Was sind die aufgegleisten Projekte und Vorlagen schon wert, wenn einen das Schicksal dermassen abrupt aus dem Alltag reisst? Bundesbern erlebt einen denkwürdigen Tag.
David Biner, Bern
Es gibt Ereignisse, nach denen das Leben ein anderes ist als zuvor. Simonetta Sommaruga und ihr Ehemann, der Schriftsteller Lukas Hartmann, hatten so eines jüngst erleben müssen. Hartmann erlitt einen Schlaganfall und musste im Spital gepflegt werden. Die Bundesrätin nahm sich vergangene Woche eine kurze Auszeit, um bei ihrem Mann sein zu können. Aus der Auszeit wurde ein Abgang. Am Mittwoch hat Sommaruga bekanntgegeben, dass sie per Ende Jahr zurücktritt.
Damit ist sie das zweite Mitglied des Bundesrats, das vor Ende der laufenden Legislatur den Hut nimmt.
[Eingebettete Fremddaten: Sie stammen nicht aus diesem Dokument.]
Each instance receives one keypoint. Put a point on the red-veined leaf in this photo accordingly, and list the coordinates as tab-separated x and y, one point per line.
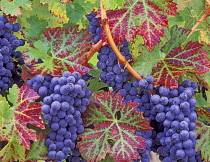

Im Gegensatz zu Kollege Ueli Maurer, der aus seiner Ankündigung Ende September ein fröhliches Schaulaufen machen konnte, bleibt es Sommaruga verwehrt, ihre eigene Bilanz zu feiern oder die üblichen Floskeln zu verwenden, etwa, dass sie «mit einem weinenden und einem lachenden Auge» die Regierung verlässt.
Immer gerne Bundesrätin
Zu ernst, zu persönlich, zu privat sind die Umstände. Entsprechend schwer dürfte ihr auch den Gang vor die Medien gefallen sein. Was sind schon die eigenen Erfolge und Niederlagen, die aufgegleisten Projekte und Vorlagen noch wert, wenn einen das Schicksal dermassen abrupt aus dem Alltag reisst? Der Schlaganfall ihres Mannes sei ein einschneidendes Erlebnis gewesen, sagte sie. «Es hat mir bewusst gemacht, dass ich nach 12 Jahren die Schwerpunkte in meinem Leben anders setzen will.»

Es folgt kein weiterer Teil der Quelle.